(Photo by Kevin C. Cox/Getty Images)
It sure is a shame that college baseball doesn’t attract more attention.
Most would consider March Madness more entertaining than the NBA Finals, and fans plan their holidays around each year’s college football bowl games.
But the College World Series comes and passes with only the diehard baseball fans taking notice.
As the CWS comes to a close tonight, I am saddened by its passing. See, the student-athletes competing at Rosenblatt Stadium isn’t an everyday-site.
They show enthusiasm. They play with passion. They play with heart.

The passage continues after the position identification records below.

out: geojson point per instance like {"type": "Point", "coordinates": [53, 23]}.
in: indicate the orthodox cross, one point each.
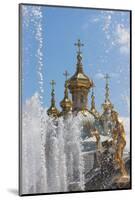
{"type": "Point", "coordinates": [66, 74]}
{"type": "Point", "coordinates": [52, 83]}
{"type": "Point", "coordinates": [79, 45]}
{"type": "Point", "coordinates": [107, 77]}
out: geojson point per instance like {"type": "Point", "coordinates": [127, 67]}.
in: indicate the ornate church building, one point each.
{"type": "Point", "coordinates": [79, 85]}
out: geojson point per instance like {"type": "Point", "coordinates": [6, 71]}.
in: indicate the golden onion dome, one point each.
{"type": "Point", "coordinates": [53, 111]}
{"type": "Point", "coordinates": [79, 79]}
{"type": "Point", "coordinates": [66, 103]}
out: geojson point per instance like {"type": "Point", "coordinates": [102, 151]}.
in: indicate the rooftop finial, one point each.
{"type": "Point", "coordinates": [107, 104]}
{"type": "Point", "coordinates": [66, 74]}
{"type": "Point", "coordinates": [79, 45]}
{"type": "Point", "coordinates": [53, 110]}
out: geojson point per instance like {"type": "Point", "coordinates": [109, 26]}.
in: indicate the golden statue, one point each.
{"type": "Point", "coordinates": [119, 143]}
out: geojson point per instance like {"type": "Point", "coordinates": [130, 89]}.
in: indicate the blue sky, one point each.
{"type": "Point", "coordinates": [106, 38]}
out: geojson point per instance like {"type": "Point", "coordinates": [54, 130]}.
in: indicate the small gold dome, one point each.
{"type": "Point", "coordinates": [79, 79]}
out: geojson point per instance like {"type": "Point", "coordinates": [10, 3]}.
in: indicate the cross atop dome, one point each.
{"type": "Point", "coordinates": [66, 74]}
{"type": "Point", "coordinates": [79, 45]}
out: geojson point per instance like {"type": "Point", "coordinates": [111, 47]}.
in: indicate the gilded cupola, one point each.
{"type": "Point", "coordinates": [66, 103]}
{"type": "Point", "coordinates": [79, 84]}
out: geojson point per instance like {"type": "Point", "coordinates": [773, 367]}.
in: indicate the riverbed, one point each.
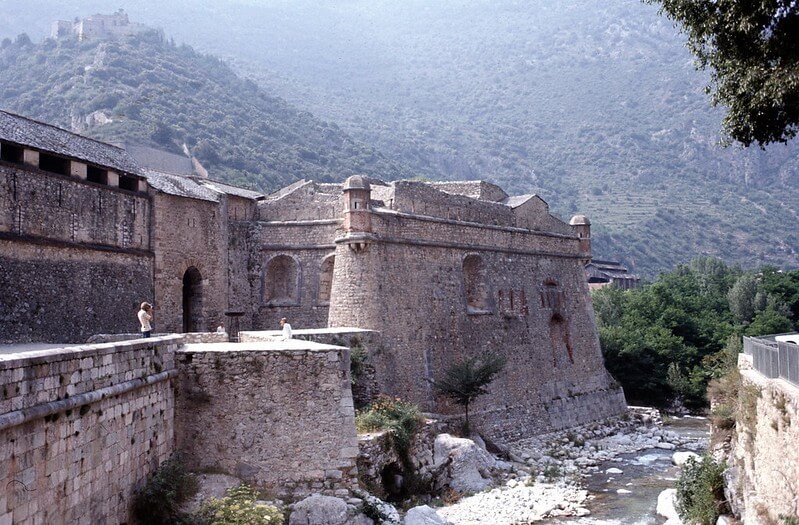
{"type": "Point", "coordinates": [606, 475]}
{"type": "Point", "coordinates": [630, 497]}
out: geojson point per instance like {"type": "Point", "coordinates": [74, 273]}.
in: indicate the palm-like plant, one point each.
{"type": "Point", "coordinates": [467, 379]}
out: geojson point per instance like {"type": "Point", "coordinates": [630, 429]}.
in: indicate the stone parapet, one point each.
{"type": "Point", "coordinates": [764, 459]}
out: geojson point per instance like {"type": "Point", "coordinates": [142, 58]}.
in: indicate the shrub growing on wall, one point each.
{"type": "Point", "coordinates": [700, 491]}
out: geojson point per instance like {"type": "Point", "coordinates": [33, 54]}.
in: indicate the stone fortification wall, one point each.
{"type": "Point", "coordinates": [425, 199]}
{"type": "Point", "coordinates": [531, 303]}
{"type": "Point", "coordinates": [66, 294]}
{"type": "Point", "coordinates": [190, 234]}
{"type": "Point", "coordinates": [363, 345]}
{"type": "Point", "coordinates": [764, 476]}
{"type": "Point", "coordinates": [302, 201]}
{"type": "Point", "coordinates": [81, 428]}
{"type": "Point", "coordinates": [278, 415]}
{"type": "Point", "coordinates": [284, 270]}
{"type": "Point", "coordinates": [74, 257]}
{"type": "Point", "coordinates": [45, 206]}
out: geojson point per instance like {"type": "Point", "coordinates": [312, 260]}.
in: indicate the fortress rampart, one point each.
{"type": "Point", "coordinates": [81, 428]}
{"type": "Point", "coordinates": [277, 415]}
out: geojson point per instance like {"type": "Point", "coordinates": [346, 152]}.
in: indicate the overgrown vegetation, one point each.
{"type": "Point", "coordinates": [239, 506]}
{"type": "Point", "coordinates": [159, 501]}
{"type": "Point", "coordinates": [700, 491]}
{"type": "Point", "coordinates": [400, 418]}
{"type": "Point", "coordinates": [668, 339]}
{"type": "Point", "coordinates": [467, 379]}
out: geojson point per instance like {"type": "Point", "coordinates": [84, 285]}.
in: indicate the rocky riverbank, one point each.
{"type": "Point", "coordinates": [535, 480]}
{"type": "Point", "coordinates": [546, 479]}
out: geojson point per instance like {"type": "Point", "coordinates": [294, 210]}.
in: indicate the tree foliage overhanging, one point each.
{"type": "Point", "coordinates": [667, 339]}
{"type": "Point", "coordinates": [752, 51]}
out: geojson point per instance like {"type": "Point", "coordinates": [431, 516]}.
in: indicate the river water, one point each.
{"type": "Point", "coordinates": [630, 498]}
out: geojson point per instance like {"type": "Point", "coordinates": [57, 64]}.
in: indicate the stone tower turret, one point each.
{"type": "Point", "coordinates": [582, 227]}
{"type": "Point", "coordinates": [357, 266]}
{"type": "Point", "coordinates": [357, 212]}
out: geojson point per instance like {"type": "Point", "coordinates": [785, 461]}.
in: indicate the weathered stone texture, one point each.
{"type": "Point", "coordinates": [81, 464]}
{"type": "Point", "coordinates": [309, 245]}
{"type": "Point", "coordinates": [282, 419]}
{"type": "Point", "coordinates": [189, 233]}
{"type": "Point", "coordinates": [764, 456]}
{"type": "Point", "coordinates": [56, 207]}
{"type": "Point", "coordinates": [409, 284]}
{"type": "Point", "coordinates": [66, 294]}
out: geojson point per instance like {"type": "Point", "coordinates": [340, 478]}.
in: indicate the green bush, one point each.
{"type": "Point", "coordinates": [700, 491]}
{"type": "Point", "coordinates": [238, 507]}
{"type": "Point", "coordinates": [158, 502]}
{"type": "Point", "coordinates": [400, 418]}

The defense is ready with each pitch and each batter hustles to each base.
In the dugout, players hang over the railing, eye black smeared and jerseys dirty, engaged with each pitch.
Late in the innings, superstitions arise with rally caps in every shape and the entire team sitting in similar formation.

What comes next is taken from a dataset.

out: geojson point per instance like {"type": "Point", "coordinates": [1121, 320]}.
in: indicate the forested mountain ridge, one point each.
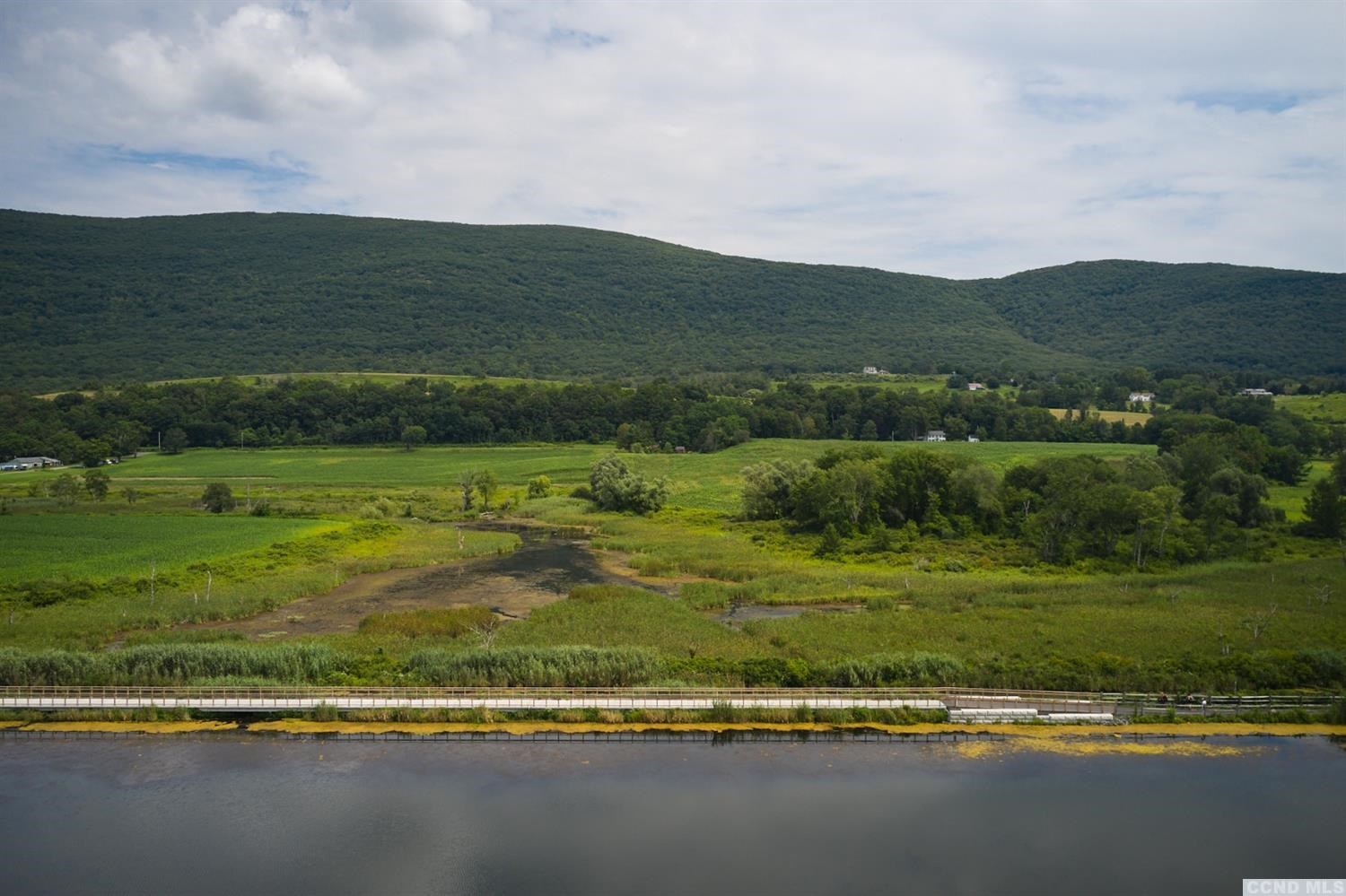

They play the game like it’s their last. And for some, tonight will be.
It all takes place at a 60-year-old raggedy stadium, falling apart and facing its final days before destruction after next year’s World Series.

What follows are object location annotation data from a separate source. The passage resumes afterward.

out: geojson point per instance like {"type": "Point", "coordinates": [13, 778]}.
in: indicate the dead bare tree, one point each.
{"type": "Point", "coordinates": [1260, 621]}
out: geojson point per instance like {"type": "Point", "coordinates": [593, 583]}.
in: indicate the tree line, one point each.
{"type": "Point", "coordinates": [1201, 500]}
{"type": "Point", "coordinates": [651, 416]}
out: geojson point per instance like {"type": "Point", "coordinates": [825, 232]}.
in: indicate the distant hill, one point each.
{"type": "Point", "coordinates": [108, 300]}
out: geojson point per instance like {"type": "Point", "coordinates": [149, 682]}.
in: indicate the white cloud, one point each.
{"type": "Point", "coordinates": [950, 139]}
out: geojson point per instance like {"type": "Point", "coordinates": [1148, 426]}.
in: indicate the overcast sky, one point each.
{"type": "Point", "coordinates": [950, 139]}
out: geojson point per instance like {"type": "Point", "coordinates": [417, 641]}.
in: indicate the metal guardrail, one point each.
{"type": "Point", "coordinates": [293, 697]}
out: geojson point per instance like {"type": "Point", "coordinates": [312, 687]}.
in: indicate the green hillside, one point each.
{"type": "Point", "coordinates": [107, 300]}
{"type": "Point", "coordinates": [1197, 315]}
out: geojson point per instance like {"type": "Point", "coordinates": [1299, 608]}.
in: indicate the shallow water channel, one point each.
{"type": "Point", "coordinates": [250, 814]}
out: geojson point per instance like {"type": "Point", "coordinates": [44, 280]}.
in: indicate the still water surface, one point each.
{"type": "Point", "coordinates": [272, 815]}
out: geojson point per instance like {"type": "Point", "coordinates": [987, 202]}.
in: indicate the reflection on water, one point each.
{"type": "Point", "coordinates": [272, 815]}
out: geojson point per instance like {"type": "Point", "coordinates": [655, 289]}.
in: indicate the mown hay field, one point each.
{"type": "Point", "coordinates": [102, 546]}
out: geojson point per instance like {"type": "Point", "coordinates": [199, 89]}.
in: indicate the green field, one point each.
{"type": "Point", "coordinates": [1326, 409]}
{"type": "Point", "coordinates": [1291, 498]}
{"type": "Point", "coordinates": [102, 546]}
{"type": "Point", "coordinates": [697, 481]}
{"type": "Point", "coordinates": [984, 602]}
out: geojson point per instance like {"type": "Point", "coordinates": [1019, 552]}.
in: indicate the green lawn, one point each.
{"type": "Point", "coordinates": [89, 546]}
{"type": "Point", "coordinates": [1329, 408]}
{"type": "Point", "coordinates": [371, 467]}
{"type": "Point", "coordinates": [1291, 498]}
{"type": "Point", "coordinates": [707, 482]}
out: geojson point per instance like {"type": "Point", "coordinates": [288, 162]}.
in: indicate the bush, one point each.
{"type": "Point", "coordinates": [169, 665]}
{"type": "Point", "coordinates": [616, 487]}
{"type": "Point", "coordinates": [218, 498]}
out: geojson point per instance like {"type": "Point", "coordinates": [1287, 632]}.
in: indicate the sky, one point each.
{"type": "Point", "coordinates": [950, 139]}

Rosenblatt stands in the middle of nowhere, but the players and fans treat it like it’s a magical place.
The fans are just as excited as the players. Hours before the game, baseball-junkies line up outside the outfield gates to reserve their general admission seats.
In 2001 they renovated The Blatt to add an additional 10,000 seats because the place would continuously sellout game after game.
The entire community of Omaha takes part of the two-week event.
It may be Nebraska, but during these weeks in June, the town is seen as a baseball Mecca.